Sedikit berbeda dengan The Act of Killing yang menampilkan pelaku pembunuhan sebagai aktor utama dalam film. Dalam Senyap, aktor utamanya adalah adik dari korban pembantaian komunis oleh pemerintah kala itu. Dimana sang adik yang kini sudah berumur kepala empat, menelusuri kematian kakanya (Ramli) yang dibantai lalu dibunuh. Ia menelusuri satu persatu, bekas pembunuh. Diantara yang ia kunjungi rata-rata pembunuh tersebut sudah memasuki usia udzur. Bahkan beberapa dari mereka sudah ada yang pikun.
Film Senyap semakin menunjukan bahwa pada masa itu pembantaian terjadi sepenuhnya dilakukan oleh rakyat. Tapi rakyat yang seperti apa ? Rakyat yang sebelumnya telah habis terpropagandai oleh isu bebal ala pemerintah, yang mana mengatakan bahwa PKI/Komunisme itu adalah paham yang tak beragama, istri mu bisa jadi istri ku juga (equality), dan sesat. Mayoritas masyarakat kala itu yang memegang teguh pada agama pun termakan, maka tak salah apabila dalam satu scene di film ini, seorang pembunuh tidak merasa berdosa telah membunuh banyak orang karna yang ia anggap itu jalan menuju kebaikan dengan menumpas kejahatan. Power pemerintah bermain dalam masa itu, dan lagi rakyat kembali menjadi boneka pembunuh untuk sesamanya.

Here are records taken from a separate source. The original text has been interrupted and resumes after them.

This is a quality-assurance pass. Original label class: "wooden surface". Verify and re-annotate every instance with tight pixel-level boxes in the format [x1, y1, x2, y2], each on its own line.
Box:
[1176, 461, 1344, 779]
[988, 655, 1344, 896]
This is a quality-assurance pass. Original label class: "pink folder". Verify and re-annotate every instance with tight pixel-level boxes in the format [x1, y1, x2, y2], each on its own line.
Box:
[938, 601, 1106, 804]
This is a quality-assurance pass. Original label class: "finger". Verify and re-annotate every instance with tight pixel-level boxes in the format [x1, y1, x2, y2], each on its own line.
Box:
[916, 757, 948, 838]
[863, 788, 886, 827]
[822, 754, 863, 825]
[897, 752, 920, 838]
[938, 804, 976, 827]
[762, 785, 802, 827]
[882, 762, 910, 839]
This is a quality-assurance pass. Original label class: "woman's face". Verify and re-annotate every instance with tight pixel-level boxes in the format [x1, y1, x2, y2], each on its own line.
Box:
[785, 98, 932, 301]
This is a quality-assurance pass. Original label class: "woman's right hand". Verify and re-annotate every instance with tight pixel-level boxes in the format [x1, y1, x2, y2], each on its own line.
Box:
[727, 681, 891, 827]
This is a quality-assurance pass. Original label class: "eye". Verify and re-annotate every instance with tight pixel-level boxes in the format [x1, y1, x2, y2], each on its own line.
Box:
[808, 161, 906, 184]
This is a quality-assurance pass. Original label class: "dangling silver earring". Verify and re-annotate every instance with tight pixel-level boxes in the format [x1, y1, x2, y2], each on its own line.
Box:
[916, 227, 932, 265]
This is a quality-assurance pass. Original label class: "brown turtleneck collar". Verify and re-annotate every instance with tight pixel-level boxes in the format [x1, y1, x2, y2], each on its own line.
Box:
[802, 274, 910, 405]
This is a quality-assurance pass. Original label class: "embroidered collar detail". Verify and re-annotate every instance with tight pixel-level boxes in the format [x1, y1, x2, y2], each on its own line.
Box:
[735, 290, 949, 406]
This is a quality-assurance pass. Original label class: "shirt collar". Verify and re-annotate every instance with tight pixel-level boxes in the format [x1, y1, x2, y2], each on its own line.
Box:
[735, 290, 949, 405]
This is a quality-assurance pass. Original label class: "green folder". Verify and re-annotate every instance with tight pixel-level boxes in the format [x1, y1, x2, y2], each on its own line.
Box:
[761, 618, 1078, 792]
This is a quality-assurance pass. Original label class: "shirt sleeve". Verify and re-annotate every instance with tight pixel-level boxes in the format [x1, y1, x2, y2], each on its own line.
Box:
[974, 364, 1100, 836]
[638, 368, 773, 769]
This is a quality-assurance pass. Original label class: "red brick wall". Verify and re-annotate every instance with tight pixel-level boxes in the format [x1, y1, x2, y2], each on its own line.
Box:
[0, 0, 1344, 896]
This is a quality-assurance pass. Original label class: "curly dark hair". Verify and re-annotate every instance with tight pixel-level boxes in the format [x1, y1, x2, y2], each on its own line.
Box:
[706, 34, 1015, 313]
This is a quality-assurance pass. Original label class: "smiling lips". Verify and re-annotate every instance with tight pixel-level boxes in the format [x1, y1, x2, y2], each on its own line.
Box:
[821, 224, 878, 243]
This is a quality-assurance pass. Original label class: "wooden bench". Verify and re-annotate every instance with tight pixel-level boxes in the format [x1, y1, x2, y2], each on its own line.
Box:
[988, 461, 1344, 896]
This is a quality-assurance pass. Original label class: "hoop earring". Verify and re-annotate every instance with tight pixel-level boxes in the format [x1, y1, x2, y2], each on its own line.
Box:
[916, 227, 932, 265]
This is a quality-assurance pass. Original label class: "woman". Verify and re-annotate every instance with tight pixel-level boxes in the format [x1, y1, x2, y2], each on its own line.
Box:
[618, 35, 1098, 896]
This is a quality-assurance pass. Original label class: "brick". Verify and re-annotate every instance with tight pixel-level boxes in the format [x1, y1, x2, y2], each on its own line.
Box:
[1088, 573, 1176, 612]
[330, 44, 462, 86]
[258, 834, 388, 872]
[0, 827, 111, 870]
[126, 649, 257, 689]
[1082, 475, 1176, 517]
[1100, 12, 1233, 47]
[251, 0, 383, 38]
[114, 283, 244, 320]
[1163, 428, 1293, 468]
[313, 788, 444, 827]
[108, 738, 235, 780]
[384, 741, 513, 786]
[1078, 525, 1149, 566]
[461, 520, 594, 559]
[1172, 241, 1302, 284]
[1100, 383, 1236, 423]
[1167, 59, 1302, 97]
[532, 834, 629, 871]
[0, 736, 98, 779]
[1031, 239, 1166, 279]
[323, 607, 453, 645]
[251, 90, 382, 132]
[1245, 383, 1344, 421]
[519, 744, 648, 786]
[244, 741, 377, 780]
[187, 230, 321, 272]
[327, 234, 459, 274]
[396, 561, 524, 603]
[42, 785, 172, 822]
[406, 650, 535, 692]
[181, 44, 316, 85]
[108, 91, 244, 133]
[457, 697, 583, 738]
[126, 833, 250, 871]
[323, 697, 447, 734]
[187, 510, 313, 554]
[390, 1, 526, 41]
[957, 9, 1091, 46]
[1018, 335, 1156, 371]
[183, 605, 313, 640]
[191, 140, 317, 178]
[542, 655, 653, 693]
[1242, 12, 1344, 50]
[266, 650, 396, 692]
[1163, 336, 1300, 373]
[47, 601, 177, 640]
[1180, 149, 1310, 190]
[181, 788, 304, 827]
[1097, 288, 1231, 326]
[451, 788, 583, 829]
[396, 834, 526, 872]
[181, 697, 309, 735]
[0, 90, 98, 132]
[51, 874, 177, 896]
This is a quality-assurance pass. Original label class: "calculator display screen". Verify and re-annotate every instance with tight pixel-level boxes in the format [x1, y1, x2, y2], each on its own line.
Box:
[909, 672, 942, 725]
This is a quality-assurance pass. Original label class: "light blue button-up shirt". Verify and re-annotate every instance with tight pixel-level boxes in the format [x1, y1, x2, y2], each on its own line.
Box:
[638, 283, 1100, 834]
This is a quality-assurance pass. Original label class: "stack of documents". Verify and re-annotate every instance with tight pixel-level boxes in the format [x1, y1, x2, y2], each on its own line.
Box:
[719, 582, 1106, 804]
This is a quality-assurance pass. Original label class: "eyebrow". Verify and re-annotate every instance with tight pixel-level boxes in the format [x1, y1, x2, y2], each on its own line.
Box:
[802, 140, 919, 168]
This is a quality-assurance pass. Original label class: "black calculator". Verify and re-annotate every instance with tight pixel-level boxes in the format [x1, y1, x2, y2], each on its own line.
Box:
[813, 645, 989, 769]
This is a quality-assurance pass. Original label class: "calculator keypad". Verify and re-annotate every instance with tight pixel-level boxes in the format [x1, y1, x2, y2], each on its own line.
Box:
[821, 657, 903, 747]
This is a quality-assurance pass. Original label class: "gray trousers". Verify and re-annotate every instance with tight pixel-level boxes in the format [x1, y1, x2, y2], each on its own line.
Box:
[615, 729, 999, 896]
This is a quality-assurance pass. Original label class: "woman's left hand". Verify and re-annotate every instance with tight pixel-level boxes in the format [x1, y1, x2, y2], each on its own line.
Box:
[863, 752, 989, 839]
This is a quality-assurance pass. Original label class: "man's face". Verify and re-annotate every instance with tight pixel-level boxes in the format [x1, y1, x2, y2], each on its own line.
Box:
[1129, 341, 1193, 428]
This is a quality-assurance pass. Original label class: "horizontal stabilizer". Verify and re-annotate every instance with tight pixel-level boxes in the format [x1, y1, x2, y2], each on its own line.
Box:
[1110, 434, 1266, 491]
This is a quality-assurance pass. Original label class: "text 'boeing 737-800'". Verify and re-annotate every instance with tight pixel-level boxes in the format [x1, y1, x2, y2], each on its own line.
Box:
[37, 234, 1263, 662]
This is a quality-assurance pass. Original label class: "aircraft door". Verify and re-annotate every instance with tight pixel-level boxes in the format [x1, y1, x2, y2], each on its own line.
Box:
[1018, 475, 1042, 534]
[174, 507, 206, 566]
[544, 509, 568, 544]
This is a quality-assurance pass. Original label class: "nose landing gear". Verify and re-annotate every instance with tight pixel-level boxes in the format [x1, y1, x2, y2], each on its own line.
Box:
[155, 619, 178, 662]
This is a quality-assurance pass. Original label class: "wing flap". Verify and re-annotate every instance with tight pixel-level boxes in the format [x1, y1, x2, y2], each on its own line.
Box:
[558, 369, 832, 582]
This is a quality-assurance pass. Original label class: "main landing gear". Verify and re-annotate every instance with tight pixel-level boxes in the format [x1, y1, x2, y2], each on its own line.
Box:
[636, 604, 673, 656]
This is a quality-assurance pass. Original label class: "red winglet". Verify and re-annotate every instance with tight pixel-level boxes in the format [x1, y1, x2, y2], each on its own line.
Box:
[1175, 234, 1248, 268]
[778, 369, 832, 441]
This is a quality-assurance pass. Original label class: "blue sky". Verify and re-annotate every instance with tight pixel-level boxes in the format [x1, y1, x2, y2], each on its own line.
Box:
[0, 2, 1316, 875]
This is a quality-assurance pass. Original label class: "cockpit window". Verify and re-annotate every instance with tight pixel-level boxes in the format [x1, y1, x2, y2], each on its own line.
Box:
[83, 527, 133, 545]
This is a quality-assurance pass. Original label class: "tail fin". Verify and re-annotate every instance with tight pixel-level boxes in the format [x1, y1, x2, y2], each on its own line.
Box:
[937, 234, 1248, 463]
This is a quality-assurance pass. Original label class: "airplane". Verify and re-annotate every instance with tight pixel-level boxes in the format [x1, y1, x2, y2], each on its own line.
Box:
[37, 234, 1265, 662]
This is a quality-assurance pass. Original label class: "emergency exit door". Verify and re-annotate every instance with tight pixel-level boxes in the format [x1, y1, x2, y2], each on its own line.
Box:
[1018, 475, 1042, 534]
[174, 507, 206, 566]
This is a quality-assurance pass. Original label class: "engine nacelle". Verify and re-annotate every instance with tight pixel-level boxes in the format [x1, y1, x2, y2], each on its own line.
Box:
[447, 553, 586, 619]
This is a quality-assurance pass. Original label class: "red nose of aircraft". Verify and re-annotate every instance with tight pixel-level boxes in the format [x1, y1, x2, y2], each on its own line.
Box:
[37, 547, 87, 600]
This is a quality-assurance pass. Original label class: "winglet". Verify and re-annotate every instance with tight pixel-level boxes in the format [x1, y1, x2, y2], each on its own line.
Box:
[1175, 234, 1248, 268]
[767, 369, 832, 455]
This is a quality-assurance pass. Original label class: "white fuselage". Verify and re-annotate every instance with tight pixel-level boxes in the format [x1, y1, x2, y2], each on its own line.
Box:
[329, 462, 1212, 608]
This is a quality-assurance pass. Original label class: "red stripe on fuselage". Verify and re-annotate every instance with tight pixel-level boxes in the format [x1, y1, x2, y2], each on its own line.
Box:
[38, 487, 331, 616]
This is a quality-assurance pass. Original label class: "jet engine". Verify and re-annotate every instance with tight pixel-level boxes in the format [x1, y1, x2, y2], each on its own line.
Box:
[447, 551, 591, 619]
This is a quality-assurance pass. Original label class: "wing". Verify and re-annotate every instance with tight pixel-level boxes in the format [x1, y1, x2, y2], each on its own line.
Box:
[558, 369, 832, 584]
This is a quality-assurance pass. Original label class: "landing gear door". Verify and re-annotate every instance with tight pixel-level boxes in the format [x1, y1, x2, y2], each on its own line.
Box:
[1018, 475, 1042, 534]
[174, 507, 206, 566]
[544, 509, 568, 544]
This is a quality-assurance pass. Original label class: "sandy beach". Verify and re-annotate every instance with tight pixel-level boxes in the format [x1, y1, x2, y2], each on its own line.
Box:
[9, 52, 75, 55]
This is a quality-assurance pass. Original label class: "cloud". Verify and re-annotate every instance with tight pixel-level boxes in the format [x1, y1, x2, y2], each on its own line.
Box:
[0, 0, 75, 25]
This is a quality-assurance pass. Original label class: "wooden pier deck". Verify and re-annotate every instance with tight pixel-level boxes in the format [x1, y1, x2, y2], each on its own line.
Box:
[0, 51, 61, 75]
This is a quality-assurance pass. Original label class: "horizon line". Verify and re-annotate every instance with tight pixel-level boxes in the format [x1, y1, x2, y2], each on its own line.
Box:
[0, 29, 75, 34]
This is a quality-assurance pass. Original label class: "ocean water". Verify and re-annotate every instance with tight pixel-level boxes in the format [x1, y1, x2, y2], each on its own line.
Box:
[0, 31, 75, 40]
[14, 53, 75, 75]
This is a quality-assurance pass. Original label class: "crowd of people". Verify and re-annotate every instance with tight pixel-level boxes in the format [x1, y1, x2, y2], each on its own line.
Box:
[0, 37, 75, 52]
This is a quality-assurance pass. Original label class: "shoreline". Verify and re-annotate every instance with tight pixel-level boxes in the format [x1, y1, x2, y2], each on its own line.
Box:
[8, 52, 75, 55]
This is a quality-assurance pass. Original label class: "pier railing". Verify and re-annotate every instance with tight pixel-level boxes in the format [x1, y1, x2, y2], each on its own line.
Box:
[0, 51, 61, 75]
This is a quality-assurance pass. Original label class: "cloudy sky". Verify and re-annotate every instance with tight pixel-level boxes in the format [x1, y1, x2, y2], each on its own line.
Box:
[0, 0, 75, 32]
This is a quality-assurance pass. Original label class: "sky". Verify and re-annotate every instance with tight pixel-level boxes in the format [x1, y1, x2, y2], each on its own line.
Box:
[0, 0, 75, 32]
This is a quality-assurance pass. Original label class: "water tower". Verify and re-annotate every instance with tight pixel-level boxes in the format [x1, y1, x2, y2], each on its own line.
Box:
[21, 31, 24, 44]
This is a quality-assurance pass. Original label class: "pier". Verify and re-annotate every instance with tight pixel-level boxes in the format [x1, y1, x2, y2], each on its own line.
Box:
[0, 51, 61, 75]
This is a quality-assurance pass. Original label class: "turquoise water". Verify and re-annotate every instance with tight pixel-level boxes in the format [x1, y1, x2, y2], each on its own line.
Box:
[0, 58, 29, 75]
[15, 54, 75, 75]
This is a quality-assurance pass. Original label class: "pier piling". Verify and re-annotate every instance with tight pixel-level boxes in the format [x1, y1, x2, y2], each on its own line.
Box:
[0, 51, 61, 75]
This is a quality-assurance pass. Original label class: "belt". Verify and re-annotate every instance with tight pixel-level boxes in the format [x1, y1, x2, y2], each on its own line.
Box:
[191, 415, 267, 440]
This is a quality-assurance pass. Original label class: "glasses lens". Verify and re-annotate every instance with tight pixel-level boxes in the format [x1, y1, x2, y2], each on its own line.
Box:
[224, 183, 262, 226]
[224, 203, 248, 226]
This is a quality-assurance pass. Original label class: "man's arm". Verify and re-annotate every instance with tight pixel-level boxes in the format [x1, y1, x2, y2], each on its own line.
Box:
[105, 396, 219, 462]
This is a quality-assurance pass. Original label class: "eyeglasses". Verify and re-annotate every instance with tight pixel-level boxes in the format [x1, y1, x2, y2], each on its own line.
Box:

Tentu baik film Senyap ataupun The Act of Killing perlu ditonton untuk generasi sekarang. Tujuannya ialah agar ia tau bagaimana konsep politik itu kotor dan kejam. Terlebih setelah sebelumnya, generasi sekarang di brainwash oleh pemerintah dengan film-film G30S PKI versi pemerintah yang total banal. Menonton kedua film ini tentu menjadi barang wajib. Bukan sekedar mengorek korang yang telah (dipaksa) sembuh, hanya sekedar untuk mengingatkan bahwa negara ini banyak menyimpan misteri kelam terhadap bangsanya sendiri. Ironisnya, semua itu berlangsung hingga sekarang. Sehingga kita semua tidak mudah terombang-ambing oleh gejolak sosial yang sengaja diciptakan oleh para petinggi negara hanya demi memuluskan sebuah tujuan politik mereka. Dengan kata lain kita tidak mengalami yang namanya cinta buta pada pemerintah.
Secara penyajiannya pun film Senyap perlu diacungi jempol. Yang membuat saya takjub ia lah coloring dalam film ini. Menonontnya seperti melihat satu lukisan dramatis. Warna yang ditimbulkan begitu menggugah mata untuk mensyukurinya. Salut untuk tim Senyap.
Namun ada hal yang saya sayangkan. Dimana ada satu scene, adiknya Ramli ingin menemui seorang pembunuh yang ternyata sudah meninggal dunia dan hanya menyisakan anak serta istri saja. Kenapa saya sayangkan ? Karna dalam scene tersebut, terlihat bagaimana istri dan anak pelaku yang tidak tau menahu tentang masa kelam mendingan ayah/suami nya dituntut harus menceritakan. Terlebih sang istri yang sudah tua dalam kondisi yang tidak prima. Rasanya Joshua, harus memikirkan untuk mengambil scene ini sebelumnya. Tentu hal tersebut menyimpan satu luka baru bagi keluarga pelaku. Jika tidak shock theraphy. Bukannya saya bersikap simpati terhadap pembunuhan Komunis, namun tetap saja kita perlu melihat siapa dulu orangnya. Jika kasusnya seperti si istri yang tidak tau apa-apa dan kemudian setelah berpuluh tahun dijeblaki seantero fakta tentang suaminya selama ini, pasti akan menjadi luka tersendiri. Berbeda hal jika yang kita tanya adalah si pelaku yang masih hidup meski sudah tua, saya rasa itu perlu. Selain untuk menjadi keabsahan data, juga menjadi memoar tersendiri untuk mereka.
Yah mungkin ini satu sudut pandang saya yang menilai beda terhadap film Senyap ini. Saya cuma menyangkan satu scene itu saja. Selebihnya, saya mengapresiasinya. Film Senyap itu layak tonton untuk generasi sekarang.